When I made that design decision I wasn't considering the possibility of DNS outages at all; I was just thinking in terms of "there's a huge number of places between me and ultradns where someone could insert a spoofed DNS response".
Ah, my bad, sorry I thought you meant in the tarsnap client. Then I really don't know why people would make a fuss over you hardcoding the ips in there. All you need to do is keep an eye out in case they change them (which you could even automate).
Are there DNS servers that support versioning? The best solution I could imagine would simply be to set Tarsnap to normally use the current DNS records for S3, but be able to rollback to a valid zone record if they encounter an update that makes the servers stop resolving.
The Tarsnap client only talks to the Tarsnap server, but I do cache that lookup in order to avoid problems with glitchy DNS resolution.
I could have the Tarsnap server cache DNS lookups if I was only worried about working around DNS outages -- but as I said, that wasn't something I was considering at all when I made the decision to eschew DNS.

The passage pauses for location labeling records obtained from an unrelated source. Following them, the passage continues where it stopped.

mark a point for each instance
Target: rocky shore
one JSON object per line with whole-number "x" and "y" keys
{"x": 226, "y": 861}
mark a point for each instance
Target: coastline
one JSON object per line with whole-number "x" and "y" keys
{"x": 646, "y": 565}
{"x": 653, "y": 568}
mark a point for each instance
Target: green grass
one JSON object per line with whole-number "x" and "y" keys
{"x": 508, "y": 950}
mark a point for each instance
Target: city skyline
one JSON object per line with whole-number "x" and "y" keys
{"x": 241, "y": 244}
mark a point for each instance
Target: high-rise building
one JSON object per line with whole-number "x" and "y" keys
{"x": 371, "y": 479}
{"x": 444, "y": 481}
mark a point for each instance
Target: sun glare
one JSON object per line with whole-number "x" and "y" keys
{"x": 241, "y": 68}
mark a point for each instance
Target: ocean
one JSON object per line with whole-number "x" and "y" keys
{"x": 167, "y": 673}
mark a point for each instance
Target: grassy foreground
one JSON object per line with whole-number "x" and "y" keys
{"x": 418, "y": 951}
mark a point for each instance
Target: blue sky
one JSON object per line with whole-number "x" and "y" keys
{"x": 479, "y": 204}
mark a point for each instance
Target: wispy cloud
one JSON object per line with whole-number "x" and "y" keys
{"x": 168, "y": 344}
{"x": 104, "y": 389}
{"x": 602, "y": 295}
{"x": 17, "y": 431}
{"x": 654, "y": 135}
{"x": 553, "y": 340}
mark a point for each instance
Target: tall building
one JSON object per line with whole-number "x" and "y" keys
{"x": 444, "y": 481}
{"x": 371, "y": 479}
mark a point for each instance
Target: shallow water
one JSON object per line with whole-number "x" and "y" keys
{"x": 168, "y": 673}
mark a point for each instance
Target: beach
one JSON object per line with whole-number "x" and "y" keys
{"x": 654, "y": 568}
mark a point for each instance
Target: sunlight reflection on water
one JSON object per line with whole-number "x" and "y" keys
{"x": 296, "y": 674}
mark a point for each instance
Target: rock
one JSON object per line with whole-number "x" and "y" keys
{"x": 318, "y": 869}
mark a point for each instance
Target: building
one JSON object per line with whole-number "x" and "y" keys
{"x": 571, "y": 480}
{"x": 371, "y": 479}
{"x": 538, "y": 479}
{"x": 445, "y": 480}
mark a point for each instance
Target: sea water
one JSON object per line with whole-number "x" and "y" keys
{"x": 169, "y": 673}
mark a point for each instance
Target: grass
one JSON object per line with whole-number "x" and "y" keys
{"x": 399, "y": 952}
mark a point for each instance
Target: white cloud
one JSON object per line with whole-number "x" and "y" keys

Mostly security -- DNS is one of the worst offenders when it comes to protocols with security problems, both in terms of protocol issues and bugs in implementations.
Amazon doesn't move endpoints very often, and I round-robin requests to several endpoints; so in the rare cases an AWS endpoint changes I see a slight decrease in Tarsnap performance and can make the Tarsnap server stop using the dead endpoint before any users are likely to notice.